Громко заговорили княжеские дворовые и опять пошли к воротам.
— Пока я жив, вы не отопрете ворот! Иуды-предатели!
— А ты не лайся, старый пес.
— Теперича прощайся с своей властью.
— На нашей улице настал праздник.
— Уходи от ворот, пока цел!
— Ты один, а нас много…
— Да что, братцы, на него смотреть, тащи его от ворот…
Крики дворовых становились все грознее и грознее.
— Не подходите, убью! — кричал старик-приказчик.
Но его не слушали, дворовые все теснее и теснее окружали Егора Ястреба, уже протянуто было несколько рук, чтобы оттащить старика от ворот.
Раздался выстрел.
Один из дворовых, раненный приказчиком в грудь, со стоном рухнулся на землю.
Дворовые остервенели и всей толпой ринулись на старика-приказчика. Он стал защищаться саблей, но, скоро сабля у него была выбита, и Егору Ястребу пришлось бы поплатиться жизнью, если бы страшный стук в ворота не отвлек от него внимания дворовых.
Разбойники-пугачевцы огромным бревном с проклятиями и диким криком выламывали ворота. Ворота были железные и плохо поддавались. Тогда дворовые сами стали сбивать с ворот огромный замок.
Наконец ворота были отворены, и разбойники клокочущей лавой ворвались на двор княжеской усадьбы.
Старик-приказчик, израненный, избитый дворовыми, кое-как добрался до сада и до беседки, откуда был ход в подземелье.
Немалых трудов стоило ему отодвинуть диван, поднять дверцу и спуститься в подземелье.
По подземному ходу он не шел, а бежал, несмотря на свои раны; каждая минута была дорога, ему хотелось скорей догнать жену и воспитанницу.
Вот, наконец, старик вышел из подземелья в овраг, тут силы его оставили и он упал без памяти.
Здесь же в овраге находился родник. Ключевая вода била из горы.
Пелагея Степановна и Таня подтащили старика к роднику и обмыли раны на голове и груди. Эти раны были незначительные. Холодная вода облегчила и освежила Егора Ястреба, он открыл глаза и, увидя около себя жену и Таню, радостным голосом проговорил:
— Слава Богу!

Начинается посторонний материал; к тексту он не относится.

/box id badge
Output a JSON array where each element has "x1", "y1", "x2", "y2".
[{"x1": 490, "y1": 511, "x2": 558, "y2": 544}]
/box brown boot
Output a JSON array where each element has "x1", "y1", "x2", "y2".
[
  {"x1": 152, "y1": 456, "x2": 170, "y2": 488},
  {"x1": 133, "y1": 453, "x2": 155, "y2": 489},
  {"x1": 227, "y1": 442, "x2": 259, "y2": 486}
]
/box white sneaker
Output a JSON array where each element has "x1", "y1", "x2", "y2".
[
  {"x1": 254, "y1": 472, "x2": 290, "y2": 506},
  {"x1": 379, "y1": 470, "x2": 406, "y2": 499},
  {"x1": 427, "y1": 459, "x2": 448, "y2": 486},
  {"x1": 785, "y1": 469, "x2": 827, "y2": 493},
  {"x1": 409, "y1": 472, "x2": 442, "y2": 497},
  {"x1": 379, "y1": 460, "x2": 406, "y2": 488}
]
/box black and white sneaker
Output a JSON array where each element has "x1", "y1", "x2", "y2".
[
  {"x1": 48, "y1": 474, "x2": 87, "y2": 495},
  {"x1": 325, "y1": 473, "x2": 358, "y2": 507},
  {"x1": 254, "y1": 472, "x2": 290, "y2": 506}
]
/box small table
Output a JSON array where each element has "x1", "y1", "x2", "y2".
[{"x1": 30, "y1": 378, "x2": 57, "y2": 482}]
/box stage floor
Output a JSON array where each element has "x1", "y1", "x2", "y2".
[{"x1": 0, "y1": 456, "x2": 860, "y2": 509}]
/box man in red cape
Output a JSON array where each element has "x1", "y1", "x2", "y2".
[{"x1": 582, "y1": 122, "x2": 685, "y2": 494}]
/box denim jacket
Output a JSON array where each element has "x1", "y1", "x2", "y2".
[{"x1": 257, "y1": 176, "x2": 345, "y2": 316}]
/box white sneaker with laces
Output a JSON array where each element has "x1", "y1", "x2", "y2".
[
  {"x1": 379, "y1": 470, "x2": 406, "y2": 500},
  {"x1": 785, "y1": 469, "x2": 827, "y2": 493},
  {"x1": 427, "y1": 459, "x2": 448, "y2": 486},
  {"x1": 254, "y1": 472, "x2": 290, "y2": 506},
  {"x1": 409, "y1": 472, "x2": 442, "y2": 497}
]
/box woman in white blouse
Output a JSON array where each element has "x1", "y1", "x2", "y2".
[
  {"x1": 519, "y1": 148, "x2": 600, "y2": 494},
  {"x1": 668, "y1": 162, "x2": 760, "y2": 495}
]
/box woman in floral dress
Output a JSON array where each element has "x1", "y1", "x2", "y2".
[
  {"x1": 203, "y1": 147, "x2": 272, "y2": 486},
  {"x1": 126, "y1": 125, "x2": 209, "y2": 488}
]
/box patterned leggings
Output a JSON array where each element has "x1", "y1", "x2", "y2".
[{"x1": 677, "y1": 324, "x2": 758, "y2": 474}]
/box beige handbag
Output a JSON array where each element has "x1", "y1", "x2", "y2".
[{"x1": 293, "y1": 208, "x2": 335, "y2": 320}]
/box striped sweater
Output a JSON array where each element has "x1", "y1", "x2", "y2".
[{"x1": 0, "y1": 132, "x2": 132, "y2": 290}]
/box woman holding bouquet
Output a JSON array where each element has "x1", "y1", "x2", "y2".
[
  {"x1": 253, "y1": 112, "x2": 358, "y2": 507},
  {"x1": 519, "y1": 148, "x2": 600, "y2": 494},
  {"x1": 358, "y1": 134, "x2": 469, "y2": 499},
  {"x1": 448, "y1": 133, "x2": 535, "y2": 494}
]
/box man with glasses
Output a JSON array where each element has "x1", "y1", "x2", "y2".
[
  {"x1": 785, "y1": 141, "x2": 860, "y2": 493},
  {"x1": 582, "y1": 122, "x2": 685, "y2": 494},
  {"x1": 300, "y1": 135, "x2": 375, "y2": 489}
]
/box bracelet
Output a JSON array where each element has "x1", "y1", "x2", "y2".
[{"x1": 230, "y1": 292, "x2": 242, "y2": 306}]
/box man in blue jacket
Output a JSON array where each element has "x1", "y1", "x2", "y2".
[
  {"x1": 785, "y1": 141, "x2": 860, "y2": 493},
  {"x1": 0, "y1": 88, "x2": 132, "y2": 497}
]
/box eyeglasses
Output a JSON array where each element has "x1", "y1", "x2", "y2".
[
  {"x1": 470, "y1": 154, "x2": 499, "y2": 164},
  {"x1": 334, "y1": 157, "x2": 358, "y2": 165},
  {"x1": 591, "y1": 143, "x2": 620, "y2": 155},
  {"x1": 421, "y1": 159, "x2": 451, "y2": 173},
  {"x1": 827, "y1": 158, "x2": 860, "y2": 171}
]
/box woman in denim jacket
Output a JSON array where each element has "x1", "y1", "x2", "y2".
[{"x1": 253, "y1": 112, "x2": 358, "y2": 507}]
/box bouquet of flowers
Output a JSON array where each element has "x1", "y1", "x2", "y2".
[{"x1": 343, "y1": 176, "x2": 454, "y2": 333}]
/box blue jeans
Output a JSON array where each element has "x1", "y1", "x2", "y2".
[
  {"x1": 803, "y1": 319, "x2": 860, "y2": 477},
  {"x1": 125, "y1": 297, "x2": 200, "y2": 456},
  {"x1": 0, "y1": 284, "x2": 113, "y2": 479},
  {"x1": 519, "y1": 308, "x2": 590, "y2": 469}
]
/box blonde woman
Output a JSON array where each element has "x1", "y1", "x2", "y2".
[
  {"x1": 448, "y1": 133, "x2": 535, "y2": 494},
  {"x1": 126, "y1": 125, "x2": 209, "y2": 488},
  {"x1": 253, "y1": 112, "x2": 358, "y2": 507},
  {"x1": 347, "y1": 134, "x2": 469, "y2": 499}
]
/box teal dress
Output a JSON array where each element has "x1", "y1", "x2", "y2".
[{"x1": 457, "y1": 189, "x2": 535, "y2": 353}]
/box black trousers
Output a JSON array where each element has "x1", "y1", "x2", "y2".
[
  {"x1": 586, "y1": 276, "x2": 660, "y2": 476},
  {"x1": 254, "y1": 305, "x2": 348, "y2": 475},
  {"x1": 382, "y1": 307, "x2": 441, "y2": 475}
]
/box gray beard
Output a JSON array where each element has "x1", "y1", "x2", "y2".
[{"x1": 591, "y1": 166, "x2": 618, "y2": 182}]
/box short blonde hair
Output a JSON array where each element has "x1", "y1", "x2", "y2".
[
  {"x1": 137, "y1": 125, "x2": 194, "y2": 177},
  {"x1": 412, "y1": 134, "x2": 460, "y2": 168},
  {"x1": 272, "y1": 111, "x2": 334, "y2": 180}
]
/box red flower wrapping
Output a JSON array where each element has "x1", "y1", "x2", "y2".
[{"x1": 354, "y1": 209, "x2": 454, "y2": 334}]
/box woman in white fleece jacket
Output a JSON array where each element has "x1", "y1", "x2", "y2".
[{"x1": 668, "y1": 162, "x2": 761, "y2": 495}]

Я думал, что и не увижусь с вами.
— Голубчик, Егорушка, да кто же тебя так отделал-то? — со слезами спросила у мужа Пелагея Степановна.
— Подлецы-дворовые чуть не убили, проклятые.
— Да за что же, за что?
— Молчи, старуха, не время теперь разговаривать, а надо бежать, спасаться, не то все мы попадем в руки к разбойникам.
— Как, разве разбойники в усадьбе? — меняясь в лице, воскликнула Пелагея Степановна.
— Хозяйствуют там, проклятые душегубы. — Ну, пойдемте скорей, всякая минута дорога, разбойники и дворовые проникнут в сад, в беседку, увидят ход в подземелье и бросятся за мной в погоню.
— Куда же нам идти-то, Егорушка?
— В Казань. Авось как-нибудь туда доберемся. Только вот что плохо, пожалуй, скоро не выберешься на дорогу из этого оврага. Ведь, ишь, конца ему не видно. А все же нам надо поспешить. — Ну, идем.